Unfortunately, the papers’ fact-challenged coverage is not without consequences.
As the leading voice of the Democratic Party, its anti-Trump, anti-Israel campaigns carry great weight among many voters.
That impact is magnified because leftist news organizations, including many newspapers, magazines, the major broadcast networks and most cable outlets, fall in lockstep with its positions.
The impact of the widespread media tilt is enormous, with a recent Pew poll showing that 60% of U.S. adults hold an unfavorable opinion of Israel.
Only 37% hold a favorable view, a 20-point decline since 2022, Pew reports.
The survey found that 70% of people under 50 hold unfavorable opinions of Israel, including 80% of Dems and 41% of Republicans.
The splintering of GOP support is happening rapidly, and is at least partially because formerly conservative media figures are turning against the Jewish state.
Tucker Carlson is especially vicious, and Megyn Kelly increasingly is, too.
On a recent podcast, she called Israel “the fly in the ointment” while accusing it of jeopardizing the cease-fire negotiations that started Saturday.

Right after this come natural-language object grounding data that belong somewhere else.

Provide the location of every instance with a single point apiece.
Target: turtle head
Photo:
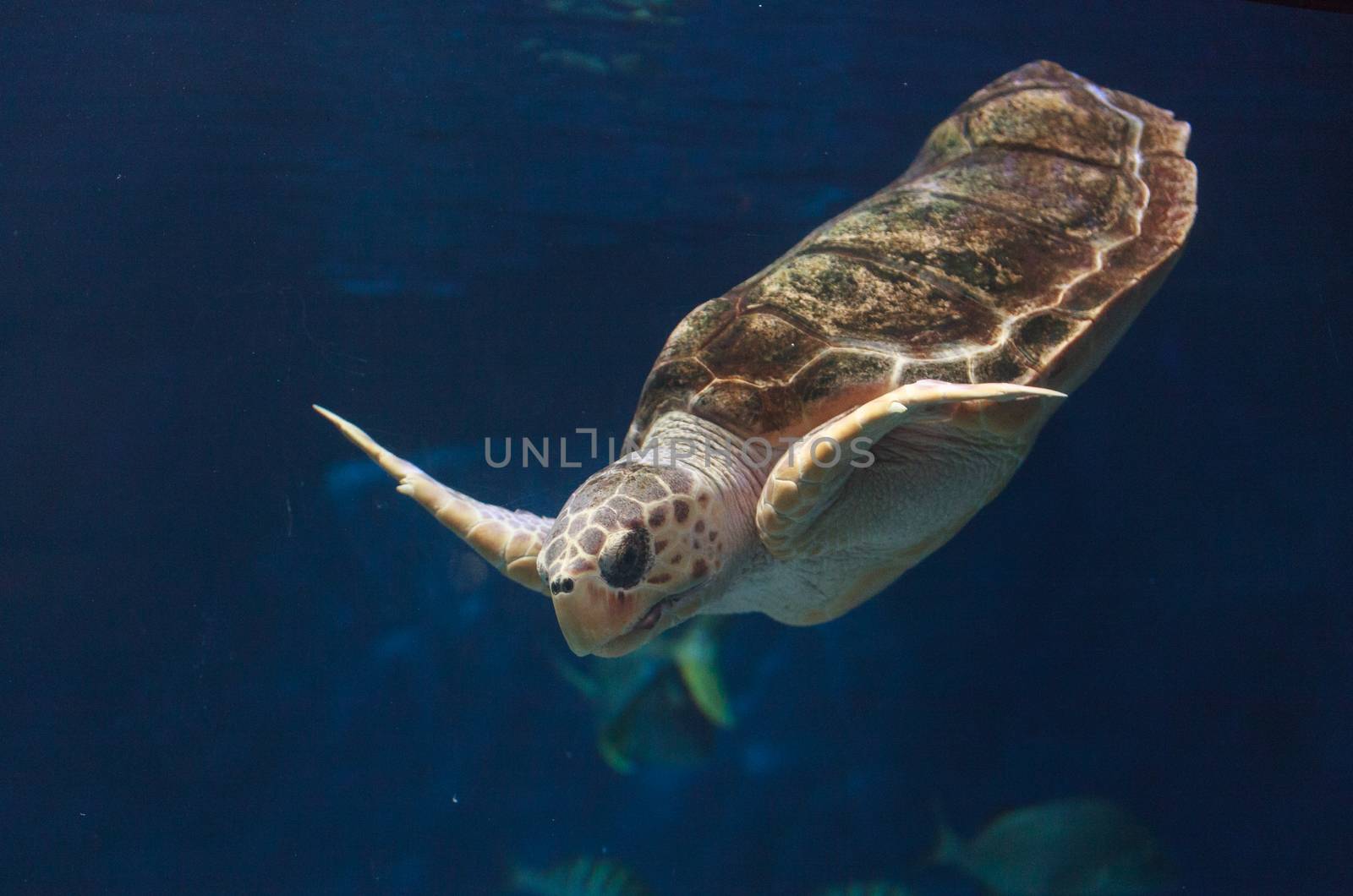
(631, 553)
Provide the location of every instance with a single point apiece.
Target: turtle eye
(626, 560)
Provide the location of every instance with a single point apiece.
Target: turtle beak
(595, 620)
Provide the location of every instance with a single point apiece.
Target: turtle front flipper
(507, 539)
(808, 477)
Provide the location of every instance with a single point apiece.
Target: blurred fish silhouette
(1066, 848)
(660, 706)
(579, 877)
(639, 11)
(868, 888)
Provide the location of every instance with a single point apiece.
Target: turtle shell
(1026, 236)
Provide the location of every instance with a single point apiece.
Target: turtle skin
(1032, 227)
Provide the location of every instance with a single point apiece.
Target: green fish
(1066, 848)
(579, 877)
(662, 704)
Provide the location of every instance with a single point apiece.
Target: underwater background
(233, 659)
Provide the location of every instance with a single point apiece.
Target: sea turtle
(854, 403)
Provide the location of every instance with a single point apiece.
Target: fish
(866, 888)
(636, 11)
(1065, 848)
(660, 706)
(579, 876)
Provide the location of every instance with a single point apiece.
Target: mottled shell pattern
(1018, 247)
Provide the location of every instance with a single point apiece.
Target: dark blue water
(232, 659)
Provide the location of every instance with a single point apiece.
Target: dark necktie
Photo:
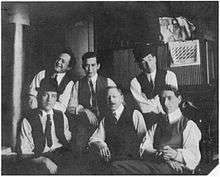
(93, 95)
(114, 117)
(54, 77)
(151, 83)
(48, 131)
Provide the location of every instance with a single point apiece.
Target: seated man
(120, 132)
(171, 146)
(60, 72)
(145, 87)
(45, 134)
(86, 105)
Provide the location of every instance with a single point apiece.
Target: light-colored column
(19, 17)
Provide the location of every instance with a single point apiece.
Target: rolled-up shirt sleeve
(26, 140)
(99, 134)
(67, 132)
(139, 123)
(190, 152)
(36, 83)
(110, 82)
(64, 98)
(146, 105)
(171, 79)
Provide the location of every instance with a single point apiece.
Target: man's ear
(69, 68)
(180, 99)
(98, 66)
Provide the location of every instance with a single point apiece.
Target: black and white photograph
(109, 87)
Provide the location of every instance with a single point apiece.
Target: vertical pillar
(19, 17)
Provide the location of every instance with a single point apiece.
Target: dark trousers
(65, 160)
(81, 130)
(138, 167)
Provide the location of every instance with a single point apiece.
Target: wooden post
(19, 16)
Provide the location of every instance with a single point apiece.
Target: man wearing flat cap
(44, 137)
(146, 86)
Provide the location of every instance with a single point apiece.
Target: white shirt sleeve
(67, 132)
(36, 83)
(110, 82)
(147, 144)
(74, 102)
(190, 152)
(26, 140)
(146, 105)
(139, 123)
(171, 79)
(64, 98)
(99, 134)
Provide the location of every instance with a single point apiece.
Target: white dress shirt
(27, 143)
(138, 121)
(74, 102)
(190, 153)
(147, 105)
(63, 101)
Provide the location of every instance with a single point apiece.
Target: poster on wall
(185, 53)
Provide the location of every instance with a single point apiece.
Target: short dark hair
(71, 54)
(171, 88)
(119, 90)
(142, 50)
(88, 55)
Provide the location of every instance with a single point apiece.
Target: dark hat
(48, 84)
(142, 50)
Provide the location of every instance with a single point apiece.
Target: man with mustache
(60, 72)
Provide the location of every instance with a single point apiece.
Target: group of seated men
(90, 117)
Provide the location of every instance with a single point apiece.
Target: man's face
(148, 64)
(61, 64)
(169, 101)
(114, 99)
(48, 100)
(91, 67)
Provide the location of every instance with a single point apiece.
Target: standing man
(45, 135)
(146, 86)
(87, 103)
(171, 146)
(60, 72)
(120, 132)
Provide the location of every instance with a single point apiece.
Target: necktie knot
(48, 131)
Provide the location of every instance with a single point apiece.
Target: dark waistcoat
(37, 129)
(84, 93)
(65, 80)
(121, 136)
(158, 84)
(172, 135)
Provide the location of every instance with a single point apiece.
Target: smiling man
(87, 103)
(120, 132)
(60, 73)
(171, 146)
(44, 137)
(146, 86)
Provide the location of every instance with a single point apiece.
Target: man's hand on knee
(51, 166)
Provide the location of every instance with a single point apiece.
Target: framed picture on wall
(185, 53)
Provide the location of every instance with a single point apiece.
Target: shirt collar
(44, 113)
(60, 74)
(119, 111)
(174, 116)
(94, 78)
(152, 75)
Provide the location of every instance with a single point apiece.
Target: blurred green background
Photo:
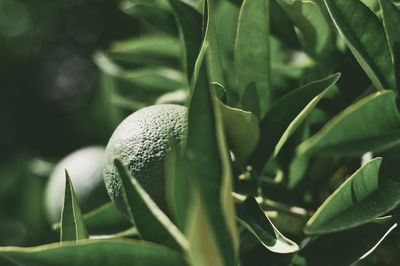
(50, 103)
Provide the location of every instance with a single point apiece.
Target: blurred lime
(85, 167)
(142, 142)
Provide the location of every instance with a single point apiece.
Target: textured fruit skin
(142, 142)
(85, 167)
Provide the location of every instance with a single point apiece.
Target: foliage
(290, 156)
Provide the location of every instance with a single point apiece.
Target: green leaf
(360, 199)
(210, 173)
(281, 121)
(213, 57)
(72, 225)
(347, 247)
(178, 186)
(106, 219)
(254, 219)
(190, 26)
(391, 22)
(242, 131)
(359, 128)
(152, 224)
(95, 252)
(157, 16)
(365, 36)
(282, 26)
(314, 31)
(149, 50)
(252, 54)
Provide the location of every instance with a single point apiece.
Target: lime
(85, 167)
(142, 142)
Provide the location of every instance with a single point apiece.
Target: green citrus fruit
(85, 167)
(142, 142)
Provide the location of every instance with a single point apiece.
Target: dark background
(49, 87)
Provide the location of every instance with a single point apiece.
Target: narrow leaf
(95, 252)
(213, 57)
(106, 219)
(242, 131)
(372, 123)
(281, 121)
(209, 166)
(391, 22)
(152, 224)
(365, 36)
(254, 219)
(189, 22)
(349, 246)
(360, 199)
(72, 225)
(204, 249)
(314, 31)
(281, 25)
(178, 185)
(252, 55)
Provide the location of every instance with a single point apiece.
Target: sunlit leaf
(72, 224)
(349, 246)
(213, 57)
(252, 56)
(281, 121)
(190, 27)
(95, 252)
(210, 171)
(152, 224)
(360, 199)
(242, 131)
(365, 36)
(254, 219)
(372, 123)
(314, 31)
(391, 20)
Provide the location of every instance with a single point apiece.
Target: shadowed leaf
(72, 225)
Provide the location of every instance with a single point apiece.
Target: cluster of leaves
(286, 99)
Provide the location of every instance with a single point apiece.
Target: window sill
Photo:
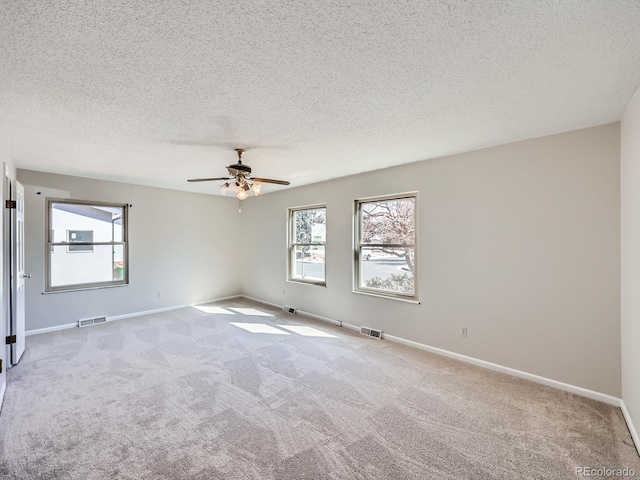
(306, 282)
(388, 297)
(79, 289)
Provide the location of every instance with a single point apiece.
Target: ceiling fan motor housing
(239, 168)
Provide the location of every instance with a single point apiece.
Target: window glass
(307, 244)
(386, 246)
(86, 244)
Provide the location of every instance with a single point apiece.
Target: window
(79, 236)
(385, 246)
(99, 232)
(307, 239)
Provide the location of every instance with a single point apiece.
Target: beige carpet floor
(253, 393)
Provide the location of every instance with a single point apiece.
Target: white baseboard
(602, 397)
(632, 428)
(38, 331)
(113, 318)
(584, 392)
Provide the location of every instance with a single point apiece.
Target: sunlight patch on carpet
(259, 328)
(307, 331)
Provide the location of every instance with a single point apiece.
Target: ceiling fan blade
(209, 179)
(268, 180)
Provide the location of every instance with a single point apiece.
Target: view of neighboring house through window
(307, 242)
(82, 237)
(386, 246)
(86, 245)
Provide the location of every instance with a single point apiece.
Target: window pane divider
(386, 245)
(66, 244)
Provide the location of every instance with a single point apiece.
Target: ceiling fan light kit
(241, 179)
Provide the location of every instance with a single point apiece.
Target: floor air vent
(92, 321)
(371, 332)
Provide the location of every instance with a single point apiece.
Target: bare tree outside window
(387, 246)
(308, 227)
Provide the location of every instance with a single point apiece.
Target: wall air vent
(371, 332)
(91, 321)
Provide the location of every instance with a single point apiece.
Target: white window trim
(291, 247)
(49, 244)
(357, 247)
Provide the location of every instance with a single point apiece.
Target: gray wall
(520, 243)
(630, 237)
(180, 244)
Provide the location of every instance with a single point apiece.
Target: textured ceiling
(156, 92)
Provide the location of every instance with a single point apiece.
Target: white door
(17, 316)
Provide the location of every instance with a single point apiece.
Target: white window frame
(358, 245)
(50, 244)
(292, 244)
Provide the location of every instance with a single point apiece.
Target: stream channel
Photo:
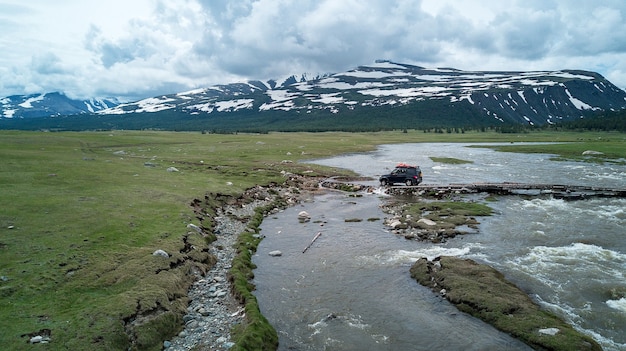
(351, 290)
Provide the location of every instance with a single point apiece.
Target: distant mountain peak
(384, 93)
(50, 104)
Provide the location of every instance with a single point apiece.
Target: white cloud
(140, 48)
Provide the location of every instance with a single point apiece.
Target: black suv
(403, 173)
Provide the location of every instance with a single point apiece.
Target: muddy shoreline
(215, 306)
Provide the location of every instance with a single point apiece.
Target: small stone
(36, 339)
(304, 216)
(549, 331)
(427, 221)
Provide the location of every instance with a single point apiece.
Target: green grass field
(81, 214)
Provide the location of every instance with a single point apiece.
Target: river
(351, 290)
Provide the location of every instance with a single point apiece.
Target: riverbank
(216, 309)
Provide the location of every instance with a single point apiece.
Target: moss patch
(483, 292)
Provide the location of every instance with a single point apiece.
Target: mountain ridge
(555, 95)
(50, 105)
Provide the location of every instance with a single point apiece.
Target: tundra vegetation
(81, 214)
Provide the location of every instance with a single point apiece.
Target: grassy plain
(82, 212)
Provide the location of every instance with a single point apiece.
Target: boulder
(427, 221)
(304, 216)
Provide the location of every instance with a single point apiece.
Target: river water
(351, 290)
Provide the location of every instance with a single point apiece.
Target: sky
(133, 49)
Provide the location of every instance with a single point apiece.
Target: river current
(351, 290)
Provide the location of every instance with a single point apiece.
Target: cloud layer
(147, 48)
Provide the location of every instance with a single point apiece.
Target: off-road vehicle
(403, 173)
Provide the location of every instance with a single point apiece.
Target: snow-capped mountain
(535, 98)
(50, 105)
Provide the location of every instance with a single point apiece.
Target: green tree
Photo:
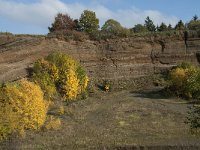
(62, 22)
(139, 28)
(111, 26)
(162, 27)
(180, 25)
(88, 21)
(169, 28)
(150, 25)
(194, 24)
(195, 18)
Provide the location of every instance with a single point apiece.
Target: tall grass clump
(60, 74)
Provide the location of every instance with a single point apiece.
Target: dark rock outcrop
(127, 62)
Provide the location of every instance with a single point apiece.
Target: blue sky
(34, 16)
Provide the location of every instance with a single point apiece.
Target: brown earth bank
(127, 62)
(125, 120)
(116, 120)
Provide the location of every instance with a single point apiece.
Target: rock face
(126, 62)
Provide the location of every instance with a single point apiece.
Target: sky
(34, 16)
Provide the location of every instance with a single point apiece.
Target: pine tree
(150, 25)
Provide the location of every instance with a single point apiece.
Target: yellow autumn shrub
(184, 81)
(22, 107)
(60, 73)
(53, 123)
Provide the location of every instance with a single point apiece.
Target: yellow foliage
(71, 86)
(53, 123)
(59, 73)
(22, 106)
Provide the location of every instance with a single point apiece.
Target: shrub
(193, 119)
(61, 74)
(22, 107)
(88, 21)
(184, 80)
(62, 22)
(53, 123)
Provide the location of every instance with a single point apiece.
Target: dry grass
(116, 119)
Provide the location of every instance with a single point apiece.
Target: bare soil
(116, 120)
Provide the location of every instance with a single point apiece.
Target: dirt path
(113, 120)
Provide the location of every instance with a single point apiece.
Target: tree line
(89, 23)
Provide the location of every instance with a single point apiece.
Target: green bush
(59, 73)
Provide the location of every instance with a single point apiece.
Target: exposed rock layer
(127, 61)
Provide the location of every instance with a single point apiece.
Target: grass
(118, 119)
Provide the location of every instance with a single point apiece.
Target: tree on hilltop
(88, 21)
(180, 25)
(62, 22)
(150, 25)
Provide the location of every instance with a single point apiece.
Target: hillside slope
(127, 62)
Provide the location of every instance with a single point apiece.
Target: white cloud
(42, 13)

She denounced Netanyahu as “bloodthirsty” for continuing to bomb Hezbollah in Lebanon despite Iran’s claims that the halt included Lebanon.
Low IQ pundits
A transcript shows she also accused the White House of “pretending” Israel is right that the terms did not cover Lebanon and said Trump shifted positions “following a phone call” with Netanyahu, whom she said “won’t stop” bombing Hezbollah.
Without mentioning Hamas, Hezbollah’s attacks or Iranian pledges to eliminate Israel, she claimed Netanyahu doesn’t want a cease-fire “just like the president’s most ardent, bloodthirsty supporters who got us into this war.”
On Israel, she added, “we need to reevaluate our relationship with this country.”
“We can’t keep getting dragged into these never ending conflicts thanks to them,” she said, adding that “Israel is a liability for us.”
Trump, to his credit, denounced Kelly and Carlson, as well as Candace Owens and Alex Jones, saying on Truth Social that “I know they think it is wonderful for Iran, the Number One State Sponsor of Terror, to have a Nuclear Weapon — Because they have one thing in common, Low IQs.”
Intelligence scores aside, Trump is right that the defectors don’t grasp the stakes of the Iranian regime’s bid to get– — and promise to use– — nukes against Israel and the U.S.
He might have added that their views make his former supporters a perfect fit for jobs at the Times and CNN– — or even Al Jazeera.